Cut to one year later at my cousin's wedding on a hillside in northern California, and I found myself popping the question to my woman. It was all very romantic. Perfect setting: I had several grandma-of-the-bride's-bathtub-procured-cranberry-infused vodkas in my gut. Impeccable timing: We were washing our hands in the bathroom with an impatient aunt banging on the door to get in. Somehow this inspired me to look deeply into my partner's sweet green eyes and ask her to do the deed. There was no diamond, no down-on-one-knee (that would have been highly unsanitary in the crapper), and no public pronouncement for friends and family to witness and cheer on. It was pretty lame but somehow completely right.
I'm still digesting the fact that we're engaged, a frightening prospect for a recovering commitment-phobe, but am mostly happy to think about formalizing a rare and beautiful love that's delivered three years of laughter, fulfillment, and mutual respect and consideration. Why not celebrate that more widely than our one-bedroom apartment? Why not ask our nearest and dearest to come eat and drink and be merry with us to honor the deep love that we share? I've always felt it selfish and voyeuristic to ask others to travel far and wide to glimpse a couple's intimacy, but straight people do it without a second thought throughout the space-time continuum; why not step out into the light and shout from the rooftops now that we legally can?
As we move into the wedding-planning stages, though, we're beginning to realize that it's not all sunshine and lollipops. Just because gay marriage is legal in our state doesn't mean that we enjoy a smooth sail to the wedding aisle. We are both lucky to have parents who are accepting of our love, but there's something intangibly different about being gay and getting married, a bittersweet taste in our mouths as we think through how we might actualize these plans.
It's like the rules of engagement -- literally -- don't apply when it comes to the gays, and it may always be that way, regardless of legality.
For one, relatives and friends have been excited for us, but there's a lurking cynicism below the smiles and hugs that's hard to digest. It's like announcing that you made the best scrambled eggs of your life, or took the healthiest bowel movement of the decade; those who love you are happy for you, but not filled with pride and joy. No one has offered to throw us an engagement party or a shower. Not that I care about such things from a formality vantage point, but from an equality standpoint it would have been nice (plus, who couldn't use a new toaster oven or a fancy cheese grater?).
One of the first things out of my beaming mother's mouth was that she couldn't invite her boss to the ceremony because she's a nun. That probably means my mom also can't cash in on bragging rights at work about her daughter getting married, a given for parents with straight kids and a badge of honor that I feel guilty my mom can't enjoy. My girlfriend's aunt might not come; she belongs to a strict Catholic church that "converts" gays. Even though my girlfriend has been close with her aunt her entire life and we both dropped everything to drive three hours to hold her hand by her dying son's bedside, we still aren't sure that she will put her biases aside to celebrate this special day with her family.

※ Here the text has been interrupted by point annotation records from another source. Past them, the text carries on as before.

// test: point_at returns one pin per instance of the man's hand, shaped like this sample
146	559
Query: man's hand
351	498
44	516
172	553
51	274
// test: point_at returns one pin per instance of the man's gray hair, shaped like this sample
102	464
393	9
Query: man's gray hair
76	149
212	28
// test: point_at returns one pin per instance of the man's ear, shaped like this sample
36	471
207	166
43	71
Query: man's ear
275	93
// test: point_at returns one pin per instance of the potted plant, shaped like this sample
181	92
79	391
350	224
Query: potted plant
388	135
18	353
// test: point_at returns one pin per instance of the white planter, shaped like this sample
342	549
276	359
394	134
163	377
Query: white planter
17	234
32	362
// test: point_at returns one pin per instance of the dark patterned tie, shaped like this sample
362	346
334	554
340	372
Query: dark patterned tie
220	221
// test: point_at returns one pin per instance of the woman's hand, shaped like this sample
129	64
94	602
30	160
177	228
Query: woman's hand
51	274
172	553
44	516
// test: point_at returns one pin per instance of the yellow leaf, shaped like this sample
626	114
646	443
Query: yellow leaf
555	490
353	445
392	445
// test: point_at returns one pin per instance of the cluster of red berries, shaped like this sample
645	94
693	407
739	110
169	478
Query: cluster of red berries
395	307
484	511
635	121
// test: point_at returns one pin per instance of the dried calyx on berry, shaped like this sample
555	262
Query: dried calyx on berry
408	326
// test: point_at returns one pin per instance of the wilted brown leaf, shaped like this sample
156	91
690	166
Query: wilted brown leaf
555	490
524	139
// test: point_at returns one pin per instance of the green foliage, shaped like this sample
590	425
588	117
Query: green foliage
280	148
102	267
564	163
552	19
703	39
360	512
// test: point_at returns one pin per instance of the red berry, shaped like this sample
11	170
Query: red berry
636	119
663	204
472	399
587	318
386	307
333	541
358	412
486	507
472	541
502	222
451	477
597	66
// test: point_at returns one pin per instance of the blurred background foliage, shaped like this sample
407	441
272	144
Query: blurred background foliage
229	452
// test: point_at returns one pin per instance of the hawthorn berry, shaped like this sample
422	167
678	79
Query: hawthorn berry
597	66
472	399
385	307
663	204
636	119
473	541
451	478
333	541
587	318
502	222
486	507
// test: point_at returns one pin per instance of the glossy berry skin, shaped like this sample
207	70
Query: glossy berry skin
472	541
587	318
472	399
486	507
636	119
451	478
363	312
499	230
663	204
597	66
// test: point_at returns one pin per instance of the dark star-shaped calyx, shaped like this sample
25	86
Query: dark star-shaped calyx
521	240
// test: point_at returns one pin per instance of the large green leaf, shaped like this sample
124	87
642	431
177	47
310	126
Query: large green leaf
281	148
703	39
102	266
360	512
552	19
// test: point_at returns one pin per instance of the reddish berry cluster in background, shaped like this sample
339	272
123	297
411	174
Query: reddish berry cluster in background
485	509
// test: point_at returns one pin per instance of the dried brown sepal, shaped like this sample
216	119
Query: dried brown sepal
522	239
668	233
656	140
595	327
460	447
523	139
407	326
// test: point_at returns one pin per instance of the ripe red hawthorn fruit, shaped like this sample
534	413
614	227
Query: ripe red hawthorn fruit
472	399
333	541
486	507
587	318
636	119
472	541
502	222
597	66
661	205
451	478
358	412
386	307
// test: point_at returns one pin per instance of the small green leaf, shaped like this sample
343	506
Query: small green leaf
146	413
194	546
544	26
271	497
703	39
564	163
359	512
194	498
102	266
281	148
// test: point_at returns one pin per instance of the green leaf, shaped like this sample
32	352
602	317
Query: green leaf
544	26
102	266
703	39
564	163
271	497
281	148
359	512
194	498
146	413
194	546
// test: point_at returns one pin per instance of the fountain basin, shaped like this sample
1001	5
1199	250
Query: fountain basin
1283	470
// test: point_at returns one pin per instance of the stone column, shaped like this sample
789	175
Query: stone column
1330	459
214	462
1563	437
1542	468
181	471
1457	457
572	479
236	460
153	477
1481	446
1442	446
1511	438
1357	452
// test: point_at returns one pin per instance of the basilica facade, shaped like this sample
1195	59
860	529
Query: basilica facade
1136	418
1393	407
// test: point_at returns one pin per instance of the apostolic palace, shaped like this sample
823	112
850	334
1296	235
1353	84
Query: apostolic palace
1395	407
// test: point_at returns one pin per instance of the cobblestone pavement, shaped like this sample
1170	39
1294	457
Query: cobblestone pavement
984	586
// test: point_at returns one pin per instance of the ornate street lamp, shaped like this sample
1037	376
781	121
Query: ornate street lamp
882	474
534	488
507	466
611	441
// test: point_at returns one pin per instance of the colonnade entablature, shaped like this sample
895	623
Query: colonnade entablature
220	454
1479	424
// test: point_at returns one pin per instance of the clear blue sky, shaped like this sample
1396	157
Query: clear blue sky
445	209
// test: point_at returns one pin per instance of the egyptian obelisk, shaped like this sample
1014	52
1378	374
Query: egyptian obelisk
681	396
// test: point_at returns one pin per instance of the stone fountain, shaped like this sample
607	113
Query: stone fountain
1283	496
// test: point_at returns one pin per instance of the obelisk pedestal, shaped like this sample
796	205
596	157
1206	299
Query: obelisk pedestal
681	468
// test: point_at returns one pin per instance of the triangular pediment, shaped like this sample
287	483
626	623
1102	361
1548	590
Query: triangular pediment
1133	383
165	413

I hope we're wrong, but I hate that we even have to think about such matters.
We visited the almighty Google to look at potential venues and vendors and hit an emotional wall when we realized that we had to figure out how to vet every option through the "are they homophobic?" lens. We ruled out holding the affair at an open restaurant in the event that passersby gawked. I'm loud and proud and generally don't give a flying rat's ass who looks and judges, but there's something about my wedding day that made me anxious thinking about having to put up the brave gay guard. I don't want to use fists on the happiest day of my life.
I suppose I should know better. Legal rulings don't magically make homophobia go away, but I had not anticipated that the same old ignorance would suck the fairy dust right out of my excitement for gains made by the LGBT community and in my own personal life.
Discrimination isn't all bad. I'm afraid my LGBT community is becoming so mainstreamed that we risk losing our gay flair. There's a part of me that's happy we're not being treated like every straight couple out there as we plan the big day; I don't want to be like everybody else, and I don't want to do things the way everyone else does them. Marginalization keeps us edgy, different; it gives us a damn good reason to be proud of our differences, and it gives us our bite to continue the good fight. Even when the walls of DOMA are torn down and wedding bells ring freely for queers everywhere, I stand by our freedom to rise up tall and proudly declare our love, and not feel pressured to get down on bended knee.